Fluid in many producing wells is elevated to the surface by the action of a pumping unit or pumping apparatus installed in the lower portion of the well bore. In recent times there has been increased activity in the drilling of well bores to great depths. The use of water flooding as a means of secondary recovery of oil or other hydrocarbon fluids, after the production thereof has been somewhat depleted, is commonly practiced. Because water flooding produces a considerable quantity of fluid in the producing well bore it is preferable to provide a downhole pumping system capable of producing large quantities of fluid. Electrical submersible pump (ESP) systems have been found to meet this need. The electric motor that is typically used in such systems generates considerable heat. The motor is typically cooled by the transfer of heat to the surrounding annular fluids. In many cases, the pumping unit is set above perforations in the well casing so that the unit can make use of flowing well fluid to produce some convection cooling about the motor. Insufficient fluid velocity will cause the motor to overheat and may lead to early motor failure.

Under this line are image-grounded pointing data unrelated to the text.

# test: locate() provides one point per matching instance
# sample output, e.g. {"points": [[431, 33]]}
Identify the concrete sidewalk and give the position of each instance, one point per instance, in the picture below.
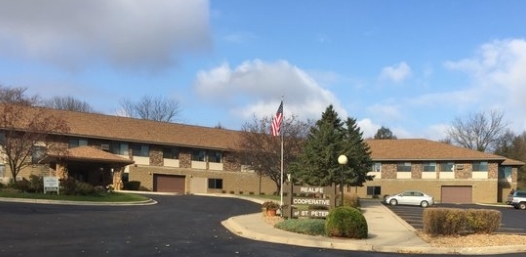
{"points": [[387, 233]]}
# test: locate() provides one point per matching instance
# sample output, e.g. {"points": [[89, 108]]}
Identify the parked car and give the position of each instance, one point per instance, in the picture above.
{"points": [[517, 199], [410, 197]]}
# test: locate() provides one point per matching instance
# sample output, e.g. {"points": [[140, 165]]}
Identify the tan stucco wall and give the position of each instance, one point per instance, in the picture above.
{"points": [[233, 182], [484, 191]]}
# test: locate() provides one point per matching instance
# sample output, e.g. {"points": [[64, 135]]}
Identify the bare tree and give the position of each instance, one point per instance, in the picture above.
{"points": [[151, 108], [261, 152], [25, 130], [17, 95], [478, 131], [384, 133], [68, 103]]}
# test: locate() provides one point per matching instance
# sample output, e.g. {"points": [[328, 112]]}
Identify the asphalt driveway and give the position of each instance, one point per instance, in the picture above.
{"points": [[176, 226]]}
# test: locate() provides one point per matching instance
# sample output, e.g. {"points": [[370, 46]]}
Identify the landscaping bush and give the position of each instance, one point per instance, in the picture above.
{"points": [[483, 221], [36, 184], [132, 185], [453, 221], [83, 188], [68, 186], [314, 227], [318, 207], [443, 221], [351, 200], [23, 185], [346, 221]]}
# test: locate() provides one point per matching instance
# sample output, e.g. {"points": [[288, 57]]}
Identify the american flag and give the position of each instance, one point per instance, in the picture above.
{"points": [[276, 122]]}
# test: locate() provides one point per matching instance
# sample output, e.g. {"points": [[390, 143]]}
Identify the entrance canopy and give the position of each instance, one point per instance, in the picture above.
{"points": [[88, 156]]}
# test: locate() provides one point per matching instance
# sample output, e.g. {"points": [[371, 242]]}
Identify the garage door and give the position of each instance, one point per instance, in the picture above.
{"points": [[456, 194], [168, 183]]}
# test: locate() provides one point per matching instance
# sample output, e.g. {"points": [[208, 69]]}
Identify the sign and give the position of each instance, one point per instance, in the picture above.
{"points": [[311, 190], [311, 201], [311, 213], [309, 196], [51, 184]]}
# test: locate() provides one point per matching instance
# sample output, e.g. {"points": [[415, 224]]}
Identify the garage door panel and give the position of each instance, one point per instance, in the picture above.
{"points": [[456, 194], [169, 183]]}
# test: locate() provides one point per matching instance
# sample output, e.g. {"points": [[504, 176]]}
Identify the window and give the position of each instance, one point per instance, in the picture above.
{"points": [[480, 166], [199, 155], [38, 153], [505, 172], [215, 156], [374, 190], [215, 183], [403, 166], [75, 142], [125, 177], [447, 166], [377, 167], [171, 153], [119, 148], [429, 166], [2, 138], [140, 150]]}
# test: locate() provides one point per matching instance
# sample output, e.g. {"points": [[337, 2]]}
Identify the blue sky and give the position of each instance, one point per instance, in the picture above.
{"points": [[412, 66]]}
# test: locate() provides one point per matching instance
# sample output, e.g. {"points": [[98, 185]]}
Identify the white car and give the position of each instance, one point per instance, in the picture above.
{"points": [[410, 197]]}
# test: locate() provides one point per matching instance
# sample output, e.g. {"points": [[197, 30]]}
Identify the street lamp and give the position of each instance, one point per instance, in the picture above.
{"points": [[342, 160]]}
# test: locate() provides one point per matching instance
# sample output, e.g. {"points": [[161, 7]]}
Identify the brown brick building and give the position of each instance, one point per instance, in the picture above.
{"points": [[182, 158]]}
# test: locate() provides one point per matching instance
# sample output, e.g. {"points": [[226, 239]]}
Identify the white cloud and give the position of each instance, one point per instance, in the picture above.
{"points": [[127, 34], [390, 112], [395, 73], [259, 86], [498, 73]]}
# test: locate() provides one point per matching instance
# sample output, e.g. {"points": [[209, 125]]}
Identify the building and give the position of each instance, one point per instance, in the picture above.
{"points": [[169, 157]]}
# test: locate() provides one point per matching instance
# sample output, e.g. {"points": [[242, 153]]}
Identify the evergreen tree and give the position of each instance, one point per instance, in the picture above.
{"points": [[358, 155], [328, 139]]}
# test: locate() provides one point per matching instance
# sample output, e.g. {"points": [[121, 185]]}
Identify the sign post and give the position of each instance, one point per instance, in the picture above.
{"points": [[51, 184], [291, 211]]}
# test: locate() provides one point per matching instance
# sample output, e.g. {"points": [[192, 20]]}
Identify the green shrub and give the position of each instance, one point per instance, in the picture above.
{"points": [[68, 186], [83, 188], [314, 227], [318, 207], [351, 200], [345, 221], [483, 221], [443, 221], [36, 184], [23, 185], [453, 221]]}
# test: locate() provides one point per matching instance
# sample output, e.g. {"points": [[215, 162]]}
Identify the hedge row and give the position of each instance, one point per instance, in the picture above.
{"points": [[454, 221]]}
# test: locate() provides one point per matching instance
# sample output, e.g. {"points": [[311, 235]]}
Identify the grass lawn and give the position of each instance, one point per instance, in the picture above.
{"points": [[113, 197]]}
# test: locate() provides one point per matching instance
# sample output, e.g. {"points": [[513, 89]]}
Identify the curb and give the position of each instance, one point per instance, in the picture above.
{"points": [[84, 203]]}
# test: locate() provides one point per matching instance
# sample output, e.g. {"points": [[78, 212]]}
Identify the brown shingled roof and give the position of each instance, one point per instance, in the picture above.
{"points": [[423, 149], [512, 162], [115, 128]]}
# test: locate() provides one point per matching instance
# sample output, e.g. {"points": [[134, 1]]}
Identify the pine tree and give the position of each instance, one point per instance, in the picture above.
{"points": [[328, 139], [358, 155]]}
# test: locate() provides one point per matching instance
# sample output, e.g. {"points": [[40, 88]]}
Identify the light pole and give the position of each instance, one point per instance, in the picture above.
{"points": [[342, 160]]}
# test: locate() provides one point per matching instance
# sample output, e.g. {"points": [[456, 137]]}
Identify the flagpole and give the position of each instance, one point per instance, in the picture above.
{"points": [[281, 177]]}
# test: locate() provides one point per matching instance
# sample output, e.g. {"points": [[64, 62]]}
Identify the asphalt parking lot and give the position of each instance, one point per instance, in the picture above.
{"points": [[177, 226], [512, 220]]}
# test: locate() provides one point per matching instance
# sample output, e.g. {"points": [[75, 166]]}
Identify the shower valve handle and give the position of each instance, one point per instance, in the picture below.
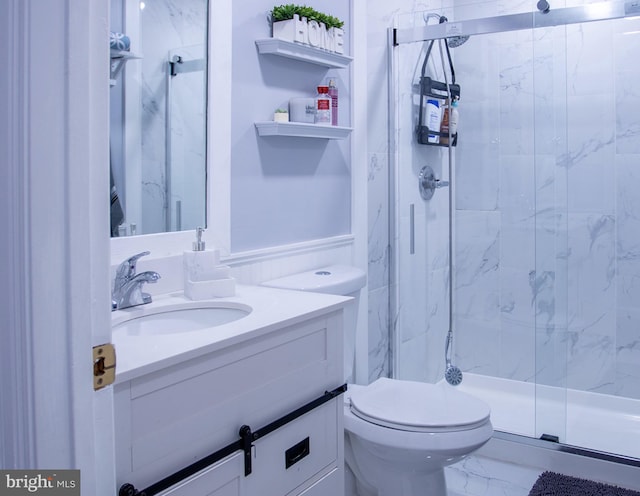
{"points": [[428, 183]]}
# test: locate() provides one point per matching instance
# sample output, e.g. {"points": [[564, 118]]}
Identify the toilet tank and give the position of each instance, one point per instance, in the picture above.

Fluid produced by the pumping unit consists of formation water, oil and quantities of gas. The presence of gas can be significant because gas inhibits the pump from producing liquid, which may result in gas blocking, or locking. Equipment failure may result if a unit is not shut down quickly after gas blocking. It is therefore desirable to place the pump below the well casing perforations to take advantage of the natural annular separation of the gas from the liquid. However, by placing the pump below casing perforations, the motor of the pumping unit is not exposed to flowing well fluid that normally provides cooling to the motor of the electrical submersible pump. As a result, a motor in a pumping unit placed below casing perforations tends to overheat and may experience a shortened operational life unless a means for circulating fluid over the surface of the motor is provided.
In some applications, fluid flow past the motor is achieved by drawing fluid through the annulus between the motor and the casing. Disadvantages associated with this arrangement include scale deposited by the fluid in proximity to the hot motor. The scaling problem is exacerbated by the pressure drop associated with drawing the fluid through the annular space surrounding the motor. Scale deposits can block fluid flow and may result in increased difficulties when attempting to remove the electrical submersible pump.